They are our neighbors, our teachers, our politicians, and our grocers. They are the lonely howl in the middle of an autumn night or a contented purr from a friendly stray. They are shape-shifters. They are the Children of Jarilo.
The Children of Jarilo series is based upon a unique twist on the traditional werewolf myth. In my world, shape-shifters are not cursed humans who turn into mindless c3reatures during the full moon. They are not truly lycanthropes at all. Instead, my shifters believe they are the direct descendants of an ancient god of fertility, harvest, and the moon – the Proto-Slavic god, Jarilo.
He is a little known god with even less documentation, yet his festivals stretch across Russia, Belarus, and down to Serbia. Folklore names Jarilo as the missing tenth son of the supreme Slavic god of thunder, Perun, who was born on the last night of February. On the same night, however, Jarilo was stolen from his father and taken to the world of the dead. There, he was adopted and raised by Veles (Perun’s enemy), the Slavic god of the underworld and cattle. The young Jarilo grew up guarding the cattle of his stepfather in the land across the sea, where migrating birds would fly every winter.
With the spring, Jarilo returned from the otherworld, bringing spring and fertility to the land. Upon his return, he met, fell in love with, and married, Morana, a goddess of death and nature, and also a daughter of Perun and Jarilo’s twin-sister. Since his life is tied to the spring, he is killed by his wife/sister at the beginning of fall and his body is used to replenish the land. With her husband/brother gone, Morana falls into despair, turning into a withered old hag signifying the winter until Jarilo is reborn in the spring.

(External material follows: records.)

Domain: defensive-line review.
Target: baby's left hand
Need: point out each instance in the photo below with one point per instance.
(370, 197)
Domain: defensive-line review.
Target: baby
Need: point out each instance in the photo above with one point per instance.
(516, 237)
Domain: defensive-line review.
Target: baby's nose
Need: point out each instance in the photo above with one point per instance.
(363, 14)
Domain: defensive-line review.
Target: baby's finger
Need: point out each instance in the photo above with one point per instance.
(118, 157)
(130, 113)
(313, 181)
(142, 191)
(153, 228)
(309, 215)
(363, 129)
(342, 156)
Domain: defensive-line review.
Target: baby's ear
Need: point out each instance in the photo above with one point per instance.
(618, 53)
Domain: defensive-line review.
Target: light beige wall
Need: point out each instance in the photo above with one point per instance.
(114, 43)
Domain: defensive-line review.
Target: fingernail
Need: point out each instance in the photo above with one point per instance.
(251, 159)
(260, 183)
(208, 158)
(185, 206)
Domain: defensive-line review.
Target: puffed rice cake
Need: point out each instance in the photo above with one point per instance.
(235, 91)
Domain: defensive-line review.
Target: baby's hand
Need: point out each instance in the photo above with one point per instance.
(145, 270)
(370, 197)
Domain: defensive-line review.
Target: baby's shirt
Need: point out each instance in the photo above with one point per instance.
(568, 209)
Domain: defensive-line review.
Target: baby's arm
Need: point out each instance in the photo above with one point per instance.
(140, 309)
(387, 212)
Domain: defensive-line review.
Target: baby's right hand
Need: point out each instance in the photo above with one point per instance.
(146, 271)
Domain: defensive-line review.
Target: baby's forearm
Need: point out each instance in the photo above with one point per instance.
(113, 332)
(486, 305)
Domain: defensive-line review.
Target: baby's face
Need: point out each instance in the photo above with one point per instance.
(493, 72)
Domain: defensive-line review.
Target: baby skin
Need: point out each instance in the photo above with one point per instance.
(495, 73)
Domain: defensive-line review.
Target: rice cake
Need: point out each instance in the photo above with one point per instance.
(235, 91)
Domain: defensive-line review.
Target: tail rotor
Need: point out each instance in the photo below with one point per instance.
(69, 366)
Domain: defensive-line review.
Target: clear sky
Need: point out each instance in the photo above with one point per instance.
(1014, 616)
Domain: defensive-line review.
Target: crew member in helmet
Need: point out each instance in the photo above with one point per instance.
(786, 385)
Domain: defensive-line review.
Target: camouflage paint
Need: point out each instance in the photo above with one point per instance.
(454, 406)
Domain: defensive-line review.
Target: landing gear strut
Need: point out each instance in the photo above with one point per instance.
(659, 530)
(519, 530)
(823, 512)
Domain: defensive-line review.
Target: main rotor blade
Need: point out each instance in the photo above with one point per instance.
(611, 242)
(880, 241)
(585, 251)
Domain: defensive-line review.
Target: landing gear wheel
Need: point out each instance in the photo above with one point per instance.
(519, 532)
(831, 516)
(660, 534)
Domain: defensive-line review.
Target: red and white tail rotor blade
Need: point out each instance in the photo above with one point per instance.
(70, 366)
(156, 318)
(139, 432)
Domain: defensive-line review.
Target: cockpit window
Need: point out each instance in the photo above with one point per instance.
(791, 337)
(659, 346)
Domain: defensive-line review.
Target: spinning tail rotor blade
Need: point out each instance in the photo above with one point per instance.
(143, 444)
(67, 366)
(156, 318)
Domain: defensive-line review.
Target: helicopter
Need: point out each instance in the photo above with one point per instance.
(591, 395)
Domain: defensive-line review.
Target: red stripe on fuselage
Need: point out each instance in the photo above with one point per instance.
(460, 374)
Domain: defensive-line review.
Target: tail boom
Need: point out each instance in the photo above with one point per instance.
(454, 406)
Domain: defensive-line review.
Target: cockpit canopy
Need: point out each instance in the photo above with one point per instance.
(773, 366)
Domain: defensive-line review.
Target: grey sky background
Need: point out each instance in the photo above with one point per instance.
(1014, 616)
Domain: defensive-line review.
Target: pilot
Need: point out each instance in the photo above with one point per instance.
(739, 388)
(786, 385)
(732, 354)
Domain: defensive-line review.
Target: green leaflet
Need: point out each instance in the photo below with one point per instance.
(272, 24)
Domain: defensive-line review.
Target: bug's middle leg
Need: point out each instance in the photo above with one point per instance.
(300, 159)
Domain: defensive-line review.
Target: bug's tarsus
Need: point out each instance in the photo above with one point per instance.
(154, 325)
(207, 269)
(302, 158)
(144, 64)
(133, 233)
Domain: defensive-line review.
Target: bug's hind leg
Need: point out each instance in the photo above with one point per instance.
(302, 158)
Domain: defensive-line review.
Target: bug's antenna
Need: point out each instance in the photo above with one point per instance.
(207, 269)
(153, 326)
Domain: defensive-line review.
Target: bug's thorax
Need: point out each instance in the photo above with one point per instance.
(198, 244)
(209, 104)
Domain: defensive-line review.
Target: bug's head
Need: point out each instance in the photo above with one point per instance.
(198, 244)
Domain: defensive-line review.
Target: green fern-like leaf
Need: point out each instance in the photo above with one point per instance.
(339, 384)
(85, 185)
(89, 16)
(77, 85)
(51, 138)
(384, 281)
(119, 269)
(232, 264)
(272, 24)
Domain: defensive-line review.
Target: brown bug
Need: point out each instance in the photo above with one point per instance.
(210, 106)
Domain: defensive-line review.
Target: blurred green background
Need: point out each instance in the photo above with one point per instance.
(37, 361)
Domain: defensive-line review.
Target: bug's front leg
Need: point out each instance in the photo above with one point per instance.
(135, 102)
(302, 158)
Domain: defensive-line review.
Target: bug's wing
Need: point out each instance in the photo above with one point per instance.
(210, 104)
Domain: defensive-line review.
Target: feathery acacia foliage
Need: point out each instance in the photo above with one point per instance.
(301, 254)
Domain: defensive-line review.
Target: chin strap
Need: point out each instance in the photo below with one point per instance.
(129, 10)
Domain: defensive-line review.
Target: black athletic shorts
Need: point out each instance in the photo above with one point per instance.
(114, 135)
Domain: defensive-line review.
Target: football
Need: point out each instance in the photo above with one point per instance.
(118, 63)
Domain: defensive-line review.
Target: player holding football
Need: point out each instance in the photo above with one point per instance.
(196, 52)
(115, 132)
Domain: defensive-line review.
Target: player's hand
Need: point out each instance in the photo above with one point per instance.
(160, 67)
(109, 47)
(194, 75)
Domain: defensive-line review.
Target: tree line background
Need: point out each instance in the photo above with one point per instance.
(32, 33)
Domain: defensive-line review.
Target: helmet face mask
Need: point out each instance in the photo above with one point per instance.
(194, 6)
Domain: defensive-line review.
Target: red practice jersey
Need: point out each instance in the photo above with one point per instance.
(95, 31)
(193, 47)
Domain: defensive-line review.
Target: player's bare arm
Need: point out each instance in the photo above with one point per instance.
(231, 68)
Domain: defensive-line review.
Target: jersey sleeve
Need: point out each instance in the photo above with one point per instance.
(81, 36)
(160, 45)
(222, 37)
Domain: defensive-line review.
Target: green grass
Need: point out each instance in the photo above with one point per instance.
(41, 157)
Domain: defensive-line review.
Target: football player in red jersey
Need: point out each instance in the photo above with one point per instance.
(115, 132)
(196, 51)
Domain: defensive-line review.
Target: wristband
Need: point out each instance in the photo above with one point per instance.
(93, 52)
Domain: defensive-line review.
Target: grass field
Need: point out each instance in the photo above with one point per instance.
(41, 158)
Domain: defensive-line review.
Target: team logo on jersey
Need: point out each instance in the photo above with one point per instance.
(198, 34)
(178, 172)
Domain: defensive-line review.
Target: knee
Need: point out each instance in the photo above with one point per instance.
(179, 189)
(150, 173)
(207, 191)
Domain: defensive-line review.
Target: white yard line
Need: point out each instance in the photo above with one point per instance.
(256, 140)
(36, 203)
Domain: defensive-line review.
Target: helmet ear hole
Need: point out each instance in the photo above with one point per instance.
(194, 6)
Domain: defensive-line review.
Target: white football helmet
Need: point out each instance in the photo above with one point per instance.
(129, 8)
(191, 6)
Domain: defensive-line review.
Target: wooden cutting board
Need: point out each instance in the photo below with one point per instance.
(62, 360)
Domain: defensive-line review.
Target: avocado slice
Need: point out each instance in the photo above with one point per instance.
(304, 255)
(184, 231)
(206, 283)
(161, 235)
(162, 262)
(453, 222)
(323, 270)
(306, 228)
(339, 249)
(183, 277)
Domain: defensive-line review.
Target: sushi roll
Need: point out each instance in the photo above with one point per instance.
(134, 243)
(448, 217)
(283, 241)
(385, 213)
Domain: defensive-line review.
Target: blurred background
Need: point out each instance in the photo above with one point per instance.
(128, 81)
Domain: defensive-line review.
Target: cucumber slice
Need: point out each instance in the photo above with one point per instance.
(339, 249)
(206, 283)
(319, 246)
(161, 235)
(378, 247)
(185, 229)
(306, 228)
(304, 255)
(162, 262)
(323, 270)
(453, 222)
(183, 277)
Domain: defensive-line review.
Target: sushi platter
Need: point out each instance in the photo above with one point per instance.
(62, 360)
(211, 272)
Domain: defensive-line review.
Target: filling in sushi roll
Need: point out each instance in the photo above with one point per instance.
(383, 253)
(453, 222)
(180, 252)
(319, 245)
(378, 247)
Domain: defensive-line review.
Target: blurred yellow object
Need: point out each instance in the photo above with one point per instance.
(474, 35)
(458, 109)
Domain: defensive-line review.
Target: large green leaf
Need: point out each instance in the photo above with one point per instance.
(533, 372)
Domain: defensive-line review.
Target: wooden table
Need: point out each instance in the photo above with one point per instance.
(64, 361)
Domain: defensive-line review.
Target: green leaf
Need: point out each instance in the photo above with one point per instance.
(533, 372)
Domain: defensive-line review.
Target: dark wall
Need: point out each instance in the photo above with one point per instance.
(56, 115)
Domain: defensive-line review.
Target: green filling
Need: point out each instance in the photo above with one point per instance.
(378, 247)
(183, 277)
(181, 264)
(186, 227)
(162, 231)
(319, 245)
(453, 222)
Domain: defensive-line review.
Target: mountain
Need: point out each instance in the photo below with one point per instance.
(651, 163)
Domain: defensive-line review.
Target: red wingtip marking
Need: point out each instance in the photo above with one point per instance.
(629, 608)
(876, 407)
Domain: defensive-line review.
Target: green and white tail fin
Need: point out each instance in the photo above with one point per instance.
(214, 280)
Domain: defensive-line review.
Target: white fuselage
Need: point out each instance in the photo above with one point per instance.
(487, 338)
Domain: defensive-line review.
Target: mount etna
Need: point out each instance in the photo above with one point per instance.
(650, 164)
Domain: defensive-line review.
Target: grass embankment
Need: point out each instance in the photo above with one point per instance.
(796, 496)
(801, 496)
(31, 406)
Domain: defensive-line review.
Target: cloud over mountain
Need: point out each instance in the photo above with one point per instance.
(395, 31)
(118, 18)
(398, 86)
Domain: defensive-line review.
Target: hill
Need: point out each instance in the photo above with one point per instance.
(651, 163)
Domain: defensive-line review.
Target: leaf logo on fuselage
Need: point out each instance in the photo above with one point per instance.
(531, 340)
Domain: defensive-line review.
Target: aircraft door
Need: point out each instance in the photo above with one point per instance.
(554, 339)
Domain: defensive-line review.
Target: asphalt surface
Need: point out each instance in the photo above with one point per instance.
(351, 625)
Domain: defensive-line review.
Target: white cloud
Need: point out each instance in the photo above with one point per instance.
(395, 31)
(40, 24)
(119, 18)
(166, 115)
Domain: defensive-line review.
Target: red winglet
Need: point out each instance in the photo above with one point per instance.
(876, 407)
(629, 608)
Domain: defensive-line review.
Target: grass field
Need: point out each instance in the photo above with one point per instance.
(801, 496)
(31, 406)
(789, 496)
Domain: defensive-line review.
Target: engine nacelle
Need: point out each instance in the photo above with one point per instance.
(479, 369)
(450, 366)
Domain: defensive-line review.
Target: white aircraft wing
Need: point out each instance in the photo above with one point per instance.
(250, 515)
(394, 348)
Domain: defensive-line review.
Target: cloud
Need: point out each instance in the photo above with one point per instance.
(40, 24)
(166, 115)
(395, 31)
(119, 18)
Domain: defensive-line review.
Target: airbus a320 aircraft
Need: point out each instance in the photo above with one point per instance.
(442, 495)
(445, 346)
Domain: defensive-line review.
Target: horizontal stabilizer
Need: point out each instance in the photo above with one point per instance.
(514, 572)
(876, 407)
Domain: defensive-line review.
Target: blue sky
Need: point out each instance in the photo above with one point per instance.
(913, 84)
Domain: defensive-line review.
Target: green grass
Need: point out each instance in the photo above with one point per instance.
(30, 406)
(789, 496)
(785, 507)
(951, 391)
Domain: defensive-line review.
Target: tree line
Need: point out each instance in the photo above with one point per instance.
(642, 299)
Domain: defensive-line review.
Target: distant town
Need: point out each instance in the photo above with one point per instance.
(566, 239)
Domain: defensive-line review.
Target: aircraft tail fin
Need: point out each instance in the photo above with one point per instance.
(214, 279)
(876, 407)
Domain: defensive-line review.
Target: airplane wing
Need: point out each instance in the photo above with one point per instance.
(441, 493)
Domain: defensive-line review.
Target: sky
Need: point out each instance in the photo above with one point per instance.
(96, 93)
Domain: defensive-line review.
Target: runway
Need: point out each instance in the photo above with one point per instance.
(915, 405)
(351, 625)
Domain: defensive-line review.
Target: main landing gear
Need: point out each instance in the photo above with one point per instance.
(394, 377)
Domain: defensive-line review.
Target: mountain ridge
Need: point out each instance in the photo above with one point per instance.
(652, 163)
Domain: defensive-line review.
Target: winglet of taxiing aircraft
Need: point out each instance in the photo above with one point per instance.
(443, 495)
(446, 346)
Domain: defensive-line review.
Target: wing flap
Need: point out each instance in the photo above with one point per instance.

In short, a typical, seasonal birth-death-rebirth god. So what does he have to do with shifters?
Some folklore accounts associate Jarilo with the moon, citing him as a mischievous god whose temperament changes with the phases of the moon. But the key to my adaptation of this ancient god comes from the folk songs concerning him.
In the songs, Jarilo is always walking as he returns from the underworld, yet he is also described as coming on a horse. Several songs are studied and most of them emphasize the presence of the horse as well as how sore Jarilo’s feet are from the walking. This makes one think he had a very short horse, extremely long legs, or perhaps – just maybe – he was the horse. Whether they conceived of their god as being horse-like, such as a centaur; a shapeshifter, such as Loki or Proteus; or simply a humanoid with a horse’s head, the direct tie of this obscure, ancient god to shifters was enough for me to build my world’s mythos around him. As a god, I thought it wasn’t too much of a stretch that he would be able to take any form he wished, frollicking about with human maidens as gods are wont to do, and creating an entire race of shifters who keep his name alive.
The Children of Jarilo are shifters of every imaginable species – from predator to prey – who struggle to remain hidden in an increasingly invasive world. They attempt to avoid invasive medical procedures that could spot an anomaly in their DNA as well as the plethora of video cameras that litter businesses, street corners, and a growing percentage of the human population. They defend their homes and their loved ones against other non-humans: vampires, spellcasters, and even other shifters. They also face trouble from within as ferals, crazed shifters who lose their humanity to their inner animal and go mad, threaten their safety by shifting in public, attacking humans, or forcing the change on their unwilling victims.